1- take 50 meter of copper wire (i would take my roll of extension cord, though I'm not sure that could take 120A) . Measure the resistance of this ( say that's 2,0 Ohm) Then make a linear interpolation and cut a short piece from the wire. Use this as resistor (in my example, this would be a piece of 4,5 cm )
Now, this would still give 120A*0,22V=26W ! of heat dissipation in this wire, which is probably too much. And if the wire gets hot, the resistance will change... Hm. Cutting the short wire in 2 isn't very practical, so lets use 10 equally sized pieces in parallel to build the shunt. This divides the resistance by 10, voltage drop is now 0,022V.

You can use the above multiplying method to build a 'radiator' of wires and build op a resistor that has a small resistance and enough surface to be cooled.

Also, if you can get your hands on a spool of constantan wire, that's very good to make resistors from. This is an alloy designed to have the same resistance as temperature increases.

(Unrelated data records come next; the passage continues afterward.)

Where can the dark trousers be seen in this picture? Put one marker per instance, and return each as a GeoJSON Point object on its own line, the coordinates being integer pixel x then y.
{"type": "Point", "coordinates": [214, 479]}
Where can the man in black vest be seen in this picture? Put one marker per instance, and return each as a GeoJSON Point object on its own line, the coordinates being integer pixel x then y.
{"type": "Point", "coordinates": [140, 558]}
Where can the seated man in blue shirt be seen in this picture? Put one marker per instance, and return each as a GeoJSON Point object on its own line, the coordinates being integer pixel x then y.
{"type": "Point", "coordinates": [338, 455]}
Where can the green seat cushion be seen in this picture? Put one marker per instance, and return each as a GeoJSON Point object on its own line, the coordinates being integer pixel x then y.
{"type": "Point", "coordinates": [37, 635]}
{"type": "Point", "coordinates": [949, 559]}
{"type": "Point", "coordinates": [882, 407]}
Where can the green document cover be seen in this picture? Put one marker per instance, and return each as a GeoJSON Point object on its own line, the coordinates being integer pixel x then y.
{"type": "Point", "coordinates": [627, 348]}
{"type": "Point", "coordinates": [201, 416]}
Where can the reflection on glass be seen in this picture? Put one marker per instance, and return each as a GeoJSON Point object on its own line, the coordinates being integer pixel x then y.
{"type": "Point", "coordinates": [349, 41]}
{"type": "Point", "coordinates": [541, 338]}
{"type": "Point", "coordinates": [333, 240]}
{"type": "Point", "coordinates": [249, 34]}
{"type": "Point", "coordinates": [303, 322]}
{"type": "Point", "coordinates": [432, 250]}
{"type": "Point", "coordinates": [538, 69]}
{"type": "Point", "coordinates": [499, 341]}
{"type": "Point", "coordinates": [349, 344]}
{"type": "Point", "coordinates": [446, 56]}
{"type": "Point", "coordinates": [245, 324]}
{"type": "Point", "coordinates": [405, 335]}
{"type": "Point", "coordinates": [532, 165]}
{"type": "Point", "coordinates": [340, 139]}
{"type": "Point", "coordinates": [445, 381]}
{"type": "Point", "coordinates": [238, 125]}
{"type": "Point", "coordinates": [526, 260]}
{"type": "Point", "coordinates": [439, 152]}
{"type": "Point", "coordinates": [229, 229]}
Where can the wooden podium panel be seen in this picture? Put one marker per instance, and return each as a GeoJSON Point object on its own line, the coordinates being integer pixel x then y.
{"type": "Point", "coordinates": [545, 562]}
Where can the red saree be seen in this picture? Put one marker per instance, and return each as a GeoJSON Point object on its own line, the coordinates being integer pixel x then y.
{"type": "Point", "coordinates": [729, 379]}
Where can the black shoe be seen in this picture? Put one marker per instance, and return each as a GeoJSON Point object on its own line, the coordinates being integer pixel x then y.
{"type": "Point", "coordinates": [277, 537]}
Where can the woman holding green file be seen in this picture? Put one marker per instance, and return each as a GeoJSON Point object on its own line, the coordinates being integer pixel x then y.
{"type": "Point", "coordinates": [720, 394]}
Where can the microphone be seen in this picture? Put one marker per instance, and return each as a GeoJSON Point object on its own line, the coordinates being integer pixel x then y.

Method 2: For this method you need an Amp-meter that can measure 120 Amp (mine sure can't)
Just use a piece of the regular wire in the circuit as shunt. Measure the voltage across this wiie with the circuit described above while you place the Amp-meter in the circuit. You can now see what voltage drop across this wire corresponds to what Amperage. Basically, if you have an amp-meter, you can build one

hope this helps,
Lieven